Next, we review the dinner menu, decorations, and volunteer assignments that my parents will take to the rest of the temple organizing committee.
“What about the performances?” I ask.
“Oh, that all has been arranged quite a while ago,” my mom informs me.
“Your mom and Savithri are planning a collaboration,” my dad adds.
My mother rests a hand on Savithri’s shoulder. “I will be doing the vocals and Savithri will be dancing.”

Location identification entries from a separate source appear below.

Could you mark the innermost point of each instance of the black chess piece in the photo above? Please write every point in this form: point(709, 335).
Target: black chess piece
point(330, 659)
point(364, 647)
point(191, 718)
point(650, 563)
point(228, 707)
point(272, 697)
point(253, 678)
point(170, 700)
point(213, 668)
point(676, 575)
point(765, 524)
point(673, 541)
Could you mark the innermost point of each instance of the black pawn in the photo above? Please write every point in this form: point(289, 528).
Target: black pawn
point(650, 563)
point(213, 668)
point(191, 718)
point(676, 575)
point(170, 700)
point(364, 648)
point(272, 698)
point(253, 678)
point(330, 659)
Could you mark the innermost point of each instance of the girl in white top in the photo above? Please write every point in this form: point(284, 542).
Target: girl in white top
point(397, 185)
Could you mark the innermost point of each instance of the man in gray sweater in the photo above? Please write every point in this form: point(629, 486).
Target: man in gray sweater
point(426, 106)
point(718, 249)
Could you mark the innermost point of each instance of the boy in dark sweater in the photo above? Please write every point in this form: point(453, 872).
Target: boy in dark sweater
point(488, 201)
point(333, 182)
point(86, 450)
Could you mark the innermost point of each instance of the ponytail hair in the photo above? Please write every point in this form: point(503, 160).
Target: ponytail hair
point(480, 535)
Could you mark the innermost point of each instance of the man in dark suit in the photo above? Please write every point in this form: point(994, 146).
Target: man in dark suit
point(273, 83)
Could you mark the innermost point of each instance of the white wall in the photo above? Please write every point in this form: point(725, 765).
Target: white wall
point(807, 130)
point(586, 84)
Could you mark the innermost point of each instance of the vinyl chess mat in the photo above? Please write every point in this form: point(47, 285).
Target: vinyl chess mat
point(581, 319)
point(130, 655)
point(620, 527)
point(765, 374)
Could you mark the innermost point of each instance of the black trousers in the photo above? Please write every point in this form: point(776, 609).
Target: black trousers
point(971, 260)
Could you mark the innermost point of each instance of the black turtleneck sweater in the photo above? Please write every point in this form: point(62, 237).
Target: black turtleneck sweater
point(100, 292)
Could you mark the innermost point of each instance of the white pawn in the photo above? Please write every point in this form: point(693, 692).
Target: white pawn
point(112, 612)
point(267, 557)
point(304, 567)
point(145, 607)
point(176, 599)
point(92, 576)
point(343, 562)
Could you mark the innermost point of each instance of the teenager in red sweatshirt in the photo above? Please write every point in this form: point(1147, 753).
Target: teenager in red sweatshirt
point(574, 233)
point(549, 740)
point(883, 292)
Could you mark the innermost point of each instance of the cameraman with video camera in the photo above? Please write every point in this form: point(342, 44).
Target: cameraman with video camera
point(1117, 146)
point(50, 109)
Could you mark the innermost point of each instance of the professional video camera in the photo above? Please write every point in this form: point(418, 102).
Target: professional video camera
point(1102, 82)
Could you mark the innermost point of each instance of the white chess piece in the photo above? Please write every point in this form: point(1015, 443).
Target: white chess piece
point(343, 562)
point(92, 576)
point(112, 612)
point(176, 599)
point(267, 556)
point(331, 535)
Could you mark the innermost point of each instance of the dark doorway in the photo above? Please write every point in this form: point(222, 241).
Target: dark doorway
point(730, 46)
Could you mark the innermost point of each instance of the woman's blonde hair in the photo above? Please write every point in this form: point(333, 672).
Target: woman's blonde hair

It turns out they’ve been practising for weeks. That’s probably what I heard them singing in the kitchen the other day, with their Stepford wives unity. I push my jealousy way down, waiting for it to pass like a kidney stone.
My dad thinks for a moment. “There is one spot open. One team had to cancel because that organizing aunty couldn’t renew her work visa. But usually the program goes too long anyway, so we don’t need—”
“Nina, why don’t you put something together?” suggests Savithri.
Though I know this isn’t what she means, I see this flash of myself in a Bharatanatyam costume, knees folded in purple silk pleats. I did take lessons for about six sad months as a kid, and classical Carnatic vocal lessons, too, until I faked enough sore throats and menstruation for my parents to realize their money was better spent on home upgrades.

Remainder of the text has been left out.